O sistema de controle de produção de bebidas deve ser retomado quanto antes. Esse foi o entendimento apresentado por entidades da sociedade civil, academia e associações do setor durante a audiência pública da Receita Federal realizada nesta quarta-feira, 2, para discutir o retorno da sistemática no país.
Suspenso no país desde 2016, o Sicobe era a principal ferramenta de fiscalização da Receita para o setor de bebidas. Fornecia dados em tempo real que permitiam a checagem e o combate à sonegação, falsificação, subdeclaração e elisão fiscal.
Esta foi a primeira audiência pública da história da Receita.
Os dados apresentados durante a audiência demonstraram a preocupação de entidades e associações com o avanço do mercado ilegal no Brasil. O Instituto Brasileiro da Cachaça estima que pelo menos 14,6% do volume comercializado de bebidas alcoólicas é ilegal.
A Associação Brasileira de Combate à Falsificação (ABCF) apontou para o problema da falsificação de bebidas. De acordo com a entidade, houve um incremento de 12% no volume de produtos falsificados no mercado de bebidas ao longo dos últimos sete anos.
“A partir do momento que você não rastreia o que está sendo produzido nas fábricas, você possibilita que médios e pequenos produtores, que são sonegadores contumazes, possam enviar insumos para as quadrilhas de falsificação”, afirmou Rodolpho Ramazzini, presidente da ABCF.

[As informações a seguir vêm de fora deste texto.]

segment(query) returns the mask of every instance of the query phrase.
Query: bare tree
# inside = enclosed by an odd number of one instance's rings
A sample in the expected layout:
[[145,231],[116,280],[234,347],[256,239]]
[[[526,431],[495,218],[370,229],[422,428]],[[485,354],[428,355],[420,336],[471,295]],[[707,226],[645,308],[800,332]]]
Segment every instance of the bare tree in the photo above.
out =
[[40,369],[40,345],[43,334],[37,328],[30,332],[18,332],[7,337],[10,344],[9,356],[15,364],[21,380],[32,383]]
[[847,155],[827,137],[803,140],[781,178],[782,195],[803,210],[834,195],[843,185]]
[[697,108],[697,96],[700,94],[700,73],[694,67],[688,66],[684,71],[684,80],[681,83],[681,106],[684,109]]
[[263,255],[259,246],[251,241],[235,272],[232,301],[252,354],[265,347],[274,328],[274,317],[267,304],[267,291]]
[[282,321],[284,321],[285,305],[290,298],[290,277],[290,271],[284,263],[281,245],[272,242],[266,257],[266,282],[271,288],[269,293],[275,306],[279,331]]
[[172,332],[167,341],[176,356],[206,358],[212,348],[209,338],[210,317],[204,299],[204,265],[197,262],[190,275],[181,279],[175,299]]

A preocupação com os prejuízos causados pela subdeclaração e mercado ilegal foi compartilhada pelos professores Carlos Atushi e José Roberto Savoia, da FIA-USP, que questionaram a diferença entre o crescimento da produção e a arrecadação.
Os especialistas fizeram um estudo que apontou uma discrepância entre os tributos colhidos pelo Fisco e o crescimento da produção logo após o desligamento do sistema de controle. Enquanto o aumento da produção do setor foi de 10%, a arrecadação aumentou apenas 4%, indicando uma possível subdeclaração das empresas sem a sistemática governamental.
“Algumas coisas que nós entendemos é que o Sicobe pode trazer bons resultados: primeiro, restaurar clareza sobre produção e venda da indústria. Segundo, criar mecanismos que possam segregar o produto falsificado do descaminho e parte da sonegação”, defendeu Savoia.
O secretário-especial da Receita Federal, Robinson Barreirinhas, destacou que a discussão busca dar transparência ao debate de controle de produtos no país, garantindo que o material apresentado na audiência será analisado de forma técnica e com o melhor resultado para a população. “É a eles que nós devemos as nossas respostas em relação ao trabalho da Receita Federal, ao trabalho de arrecadação e ao trabalho de buscar sempre a justiça fiscal”.
Entretanto, logo após a fala do secretário, o coordenador de Fiscalização da Receita, Ricardo Moreira, se posicionou, na avaliação de presentes no evento, contra o sistema de produção de bebidas e de cigarros. Para ele, a reforma tributária vai trazer uma outra racionalidade e que vai demonstrar a desnecessidade de controle de produção e de rastreabilidade de mercadoria.
A fala foi rechaçada pela representante do Ministério da Saúde, Vera Luiza da Costa e Silva, que foi a secretária da Convenção Quadro da ONU, elaborando diversos protocolos internacionais para coibir o avanço indiscriminado do cigarro no mundo. A pesquisadora recomendou que a Receita Federal contemple, em um novo sistema de controle, todas as medidas recomendadas pelo Ministério da Saúde e os protocolos internacionais da convenção da qual o Brasil é signatário.
Se pronunciaram ainda entre os defensores do retorno do sistema de controle de produção de bebidas com controle do Estado a Casa da Moeda, Aliança de Controle do Tabagismo (ACT), Associação Brasileira de Combate à Falsificação (ABCF), ABIR – Associação Brasileira das Indústrias de Refrigerantes e de bebidas não alcoólicas, Instituto Brasileiro da Cachaça, Instituto Combustível Legal, Comissão de mineração da OAB-DF, Associação Brasileira de Bebidas Destiladas (ABBD), Vital Strategies, organização global de saúde. Entre as maiores empresas de bebidas no país, a Coca-Cola e a Ambev defenderam o retorno do controle de bebidas, mas sem onerar as empresas.
Nos próximos dias, a Receita Federal deve nomear os integrantes de um grupo de trabalho composto exclusivamente de auditores fiscais. Eles terão até outubro para definir se o órgão vai seguir com o retorno do sistema de bebidas ou se vai continuar sem a ferramenta censitária de fiscalização, em descompasso com as leis vigentes.